Andrea C. Mosterman is an associate professor in Atlantic history and Joseph Tregle Professor in Early American History at the University of New Orleans. In her research, she explores the multi-faceted dimensions of slavery and the transatlantic slave trade in early America and the Dutch Atlantic World. Her recently published book Spaces of Enslavement: A History of Slavery and Resistance in Dutch New York provides a spatial analysis of enslavement in New York’s Dutch communities. She is currently researching the 1663/1664 voyage of the Dutch slaver Gideon to New Amsterdam/New York.

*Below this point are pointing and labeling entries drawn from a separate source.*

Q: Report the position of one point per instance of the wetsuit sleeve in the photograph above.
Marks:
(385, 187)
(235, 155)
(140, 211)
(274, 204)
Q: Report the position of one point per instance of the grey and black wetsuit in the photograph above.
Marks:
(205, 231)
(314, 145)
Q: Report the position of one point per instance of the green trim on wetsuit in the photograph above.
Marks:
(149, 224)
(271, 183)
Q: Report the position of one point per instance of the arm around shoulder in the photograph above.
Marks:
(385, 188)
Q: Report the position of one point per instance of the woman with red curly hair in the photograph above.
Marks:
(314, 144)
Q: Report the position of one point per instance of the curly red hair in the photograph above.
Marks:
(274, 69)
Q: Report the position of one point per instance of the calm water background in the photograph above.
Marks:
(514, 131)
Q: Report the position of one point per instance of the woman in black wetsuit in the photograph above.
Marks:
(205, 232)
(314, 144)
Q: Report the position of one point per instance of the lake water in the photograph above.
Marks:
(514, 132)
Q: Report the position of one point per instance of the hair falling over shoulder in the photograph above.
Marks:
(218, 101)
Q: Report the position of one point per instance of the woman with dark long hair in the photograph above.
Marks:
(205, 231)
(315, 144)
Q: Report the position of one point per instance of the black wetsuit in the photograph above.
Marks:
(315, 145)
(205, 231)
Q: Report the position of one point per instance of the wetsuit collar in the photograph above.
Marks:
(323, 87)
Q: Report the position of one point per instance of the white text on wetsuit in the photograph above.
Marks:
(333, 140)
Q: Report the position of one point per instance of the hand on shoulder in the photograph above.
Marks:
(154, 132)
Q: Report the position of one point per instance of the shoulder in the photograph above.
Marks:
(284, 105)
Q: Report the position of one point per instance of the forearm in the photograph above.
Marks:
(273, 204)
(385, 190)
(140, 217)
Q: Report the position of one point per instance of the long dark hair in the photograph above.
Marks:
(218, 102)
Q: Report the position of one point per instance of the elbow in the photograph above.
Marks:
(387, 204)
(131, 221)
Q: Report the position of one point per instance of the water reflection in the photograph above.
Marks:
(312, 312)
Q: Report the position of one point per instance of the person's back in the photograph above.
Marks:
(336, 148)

A German Barber-Surgeon in the Atlantic Slave Trade: The Seventeenth-Century Journal of Peter Oettinger
Edited and translated by Craig Koslofsky and Roberto Zaugg
Publisher: University of Virginia Press
Hardcover / 222 pages / 2020
ISBN: 978-0813944456



[1] Slavers usually had barber-surgeons on board to provide medical care for its crew and the captives it would transport.

[2] Leo Balai, Het Slavenschip Leusden: Over de slaventochten en de ondergang van de Leusden, de leefomstandigheden aan boord van slavenschepen en het einde van het slavenhandelsmonopolie van de WIC, 1720-1738 (Zutphen: Walburg Pers, 2011); Robert Harms, The Diligent: A Voyage Through the Worlds of the Slave Trade (New York: Basic Books, 2002); Sean M. Kelley, The Voyage of the Slave Ship Hare: A Journey into Captivity from Sierra Leone to South Carolina (Chapel Hill: The University of North Carolina Press, 2016); Sowande’ Mustakeem, Slavery at Sea: Terror, Sex, and Sickness in the Middle Passage (Urbana, Chicago, and Springfield: University of Illinois Press, 2016); Marcus Rediker, The Slave Ship: A Human History (New York: Penguin Books, 2007); Stephanie E. Smallwood, Saltwater Slavery: A Middle Passage from Africa to American Diaspora (Cambridge, Massachusetts: Harvard University Press, 2007); Ad Tramper, Een Zeeuws slavenschip: Na de kust van Guiné om slaven, de wind oost (Vlissingen: Uitgeverij Den Boer|De Ruiter, 2014).

[3] Frank Dragtenstein, Van Elmina naar Paramaribo: De Slavenhaler (Zutphen: Walburg Pers, 2017).

[4] Jennifer L. Morgan, “‘Some could suckle over their shoulder’: Male Travelers, Female Bodies, and the Gendering of Racial Ideology, 1500-1770,” William and Mary Quarterly 3d. ser., 54, no.1 (1997): 167-92.